Video Editor: Purnendu Pritam

(This video is part of our series – Her Pandemic Diary. This was first published on 6 March 2021 and has been republished from The Quint’s archives to mark one year of lockdown. Watch more here.)

Mumbai-based Mugdha Kalra wears many hats. She is a daughter, a mother, and wife. She is also a television news presenter and writer. The COVID-19 pandemic pushed her to take on another role – a therapist for her son who is in the autism spectrum.

Speaking to The Quint, Kalra takes us on the journey of how she, along with her husband and their 10-year-old Madhav, beat the odds that were thrown at them during the COVID-induced lockdown.

March 2020: How It All Began

For Kalra’s family, March began with hyper shopping and hoarding, cooking, cleaning, and like everyone, doing household chores.

“It was weird but we were enjoying the family time together and were treating it like a vacation. And then, the lockdown was extended. This time with more severity,” she said.

Also Read: Under One Roof But Isolated From Kids – A Doctor’s Pandemic Diary

April 2020: When Going Gets Tough

In April, twin setbacks struck the family. While Kalra developed Tennis Elbow, due to all the household chores during the lockdown, Madhav started to show effects of no therapies, no school, and no physical activity.

"“My doctor explained to me how I was terribly low on calcium and vitamins. So, one of the biggest learnings was that we women do not take care of our bone health, and calcium, iron, and vitamin deficiencies happen. I finally started on a strict regime of multi-vitamins that I was advised post pregnancy but finally made a habit – after a decade.”" - Mugdha Kalra to The Quint

Madhav had a repeat of unprovoked seizures – after undergoing a similar episode back in November 2019.

"“He had a similar episode back in November (2019) but he wasn’t put on any medication. We had introduced a lot of exercises and therapies back then but this time around, medicine was inevitable. A tele-appointment with his neurologist was fixed, who advised us to start therapy at home.” " - Mugdha Kalra to The Quint

May 2020: Hyper-Learning Mode

Around this time, many therapists started offering training programmes and webinars to help parents. Kalra enrolled in as many classes as possible – with some days attending three-four scheduled classes.

"“We created a home programme for Madhav. His dad took over his exercise routine, and I started doing yoga with him. We started involving him in chores of daily routine. He was helping in the kitchen, with dusting the house, doing laundry...His medicines were also changed and we started to see the behaviour issues come down.”" - Mugdha Kalra to The Quint

Following this, Kalra started her own Instagram and YouTube channels – ‘Autism Tales With Mugdha’ – to help parents in the same boat as she.

Also Read: Indian Women’s Cricket Team is Back & There’s Much to Be Grateful

June-July 2020: Despite Fatigue And Exhaustion, Put Up Brave Face for Family

She explained that the lockdown was particularly difficult as she was not able to connect with yoga or meditation and negative thoughts took over.

"“The moment I shut my eyes, all kinds of negative feelings took over. Being away from my parents, I would worry about them.
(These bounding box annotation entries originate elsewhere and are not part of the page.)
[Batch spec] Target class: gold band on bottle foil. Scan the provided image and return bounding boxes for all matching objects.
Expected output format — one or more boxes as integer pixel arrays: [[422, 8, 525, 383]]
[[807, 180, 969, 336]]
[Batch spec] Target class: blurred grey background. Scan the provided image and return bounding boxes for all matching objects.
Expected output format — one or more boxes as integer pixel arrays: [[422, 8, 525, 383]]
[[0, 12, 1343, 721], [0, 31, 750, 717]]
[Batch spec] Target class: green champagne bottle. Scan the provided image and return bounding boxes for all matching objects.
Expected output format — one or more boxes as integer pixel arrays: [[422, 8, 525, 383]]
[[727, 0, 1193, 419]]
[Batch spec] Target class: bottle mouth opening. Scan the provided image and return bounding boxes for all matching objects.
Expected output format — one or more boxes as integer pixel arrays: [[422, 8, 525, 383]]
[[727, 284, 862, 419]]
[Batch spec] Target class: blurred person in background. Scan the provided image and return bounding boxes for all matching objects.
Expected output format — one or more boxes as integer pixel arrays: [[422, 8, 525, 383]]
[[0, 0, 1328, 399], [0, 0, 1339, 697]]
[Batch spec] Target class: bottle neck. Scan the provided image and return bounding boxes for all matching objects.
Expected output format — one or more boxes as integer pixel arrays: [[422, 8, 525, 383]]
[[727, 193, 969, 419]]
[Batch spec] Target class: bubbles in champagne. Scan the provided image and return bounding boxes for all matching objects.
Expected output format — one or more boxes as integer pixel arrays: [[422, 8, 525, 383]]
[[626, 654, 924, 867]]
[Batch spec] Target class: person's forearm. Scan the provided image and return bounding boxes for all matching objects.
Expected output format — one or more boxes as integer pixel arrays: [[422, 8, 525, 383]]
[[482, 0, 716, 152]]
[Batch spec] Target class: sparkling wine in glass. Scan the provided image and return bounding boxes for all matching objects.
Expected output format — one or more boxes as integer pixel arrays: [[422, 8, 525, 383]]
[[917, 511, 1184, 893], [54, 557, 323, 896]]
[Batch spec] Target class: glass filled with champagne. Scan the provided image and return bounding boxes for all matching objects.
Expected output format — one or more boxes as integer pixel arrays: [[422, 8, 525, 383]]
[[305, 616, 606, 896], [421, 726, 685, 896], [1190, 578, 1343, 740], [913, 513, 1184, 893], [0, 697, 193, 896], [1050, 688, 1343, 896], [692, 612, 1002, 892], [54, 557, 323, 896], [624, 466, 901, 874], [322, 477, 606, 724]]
I would see my husband stressing about the situation and that would worry me. My son was showing behaviour deficits. Of course, there was no help, no cook, nothing. So, you know we were doing all the work on our own. I was struggling. I was putting up a very strong front for everyone around me but it was taking a toll somewhere.”"

She added that she was “fatigued, dehydrated, and had terrible mood swings.”

“I discovered art therapy and a beautiful art circle. I figured was doing well if my mind was gainfully occupied. It was like meditation in motion. I started learning various forms of art – Madhubani, Warli, Mathanipacheri, and Patachitra. I also took to audio books and podcasts, and together, they became my therapy,” Kalra added.

August-September 2020: Emergency Travel

As she began to make sense of all this, she was hit by the news of COVID-19 in the family.

“My Mom was COVID positive. I was worried sick, sitting in a different city. Thankfully, Mom was asymptomatic and we got past the COVID scare with ease,” she said, adding that she had to brave an emergency travel to be with her mother during an elective surgery soon after.

October-November 2020: Lockdown Weight Gain

“By this time, the lockdown had slightly eased to allow exercises outside of home. We both went on a total detox, on a healthy routine, and included exercise in our days,” the writer said.

March 2021: Looking Back, One Year Later

Looking back at the year that was, Kalra said that she was feeling “lighter, healthier, and wiser."

"“And, here I am today. 10 kilos lighter, feeling healthier, a bit wiser, and with pandemic experiences that were both lovely and low. Getting out of the pandemic, I find myself a changed person, and I look back at 2020 as really one of my big years of gratitude and immense learning.”" - Mugdha Kalra . Read more on Gender by The Quint.Fighting Stigma, Cash Crunch: A Domestic Worker’s Pandemic DiaryUnder One Roof But Isolated From Kids – A Doctor’s Pandemic Diary . Read more on Gender by The Quint.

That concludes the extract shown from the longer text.